邂逅⑦ 試練の終わり、そして…
「次はいよいよ私か…」
「フェーリス様、何があっても挫けないでくださいね」
「どーゆー意味よ!」
『次はそこのツンデレちゃんか。ふむ、なになに…』
「ごくり」
『ロディニア国王女フェーリス、17歳。一応、女』
「一応って何よ。正真正銘の女ですぅ~」
『身長158cm、体重50kg。3サイズは…、B78W56H83の超スレンダー体形のぺったん娘。日々バストアップ体操をするも効果なし。ま、無駄な事は止めとけ。疲れるだけじゃ』
「無駄って何よ! 無駄じゃないもん。苔の一念岩をも通すって知らないの?」
『岩を通す前に苔が干からびるわ。お主の乳はそれ以上大きくならんぞ。断言しても良いくらいさ。だが、安心するがよい。世の中には超ド貧乳好みの男もおるでな。ワハハッ』
「くっ…」
「プーッ、クスクスクス」
小声で笑うリースをギロッと睨むが、当の彼女はツーンと知らんぷり。フェーリスはギリギリと歯ぎしりし、フィーアたちはため息をついて呆れる。
(私たち、一体何をしてるのでしょうか…。
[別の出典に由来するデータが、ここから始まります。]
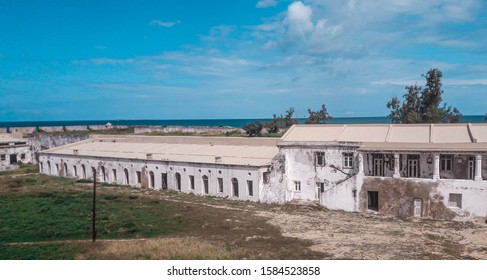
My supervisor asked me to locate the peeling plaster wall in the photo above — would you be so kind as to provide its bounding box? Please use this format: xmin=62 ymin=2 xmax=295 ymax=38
xmin=0 ymin=144 xmax=32 ymax=171
xmin=437 ymin=180 xmax=487 ymax=217
xmin=260 ymin=152 xmax=291 ymax=204
xmin=281 ymin=146 xmax=358 ymax=201
xmin=39 ymin=153 xmax=263 ymax=201
xmin=359 ymin=177 xmax=456 ymax=220
xmin=320 ymin=175 xmax=362 ymax=211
試練と言うより性癖を暴露されて辱めを受けてるだけではないかしら)
両手を広げ、高笑いするエドモンズ三世と何かを一生懸命メモするミュラー皇太子を見て、フィーアは自分達はユウキに会いに来たはずだと思い直した。絶対にド変態アンデッドに性癖を晒され、辱めを受けるために来たハズではない。しかし、エドモンズ三世の暴走は止まらない。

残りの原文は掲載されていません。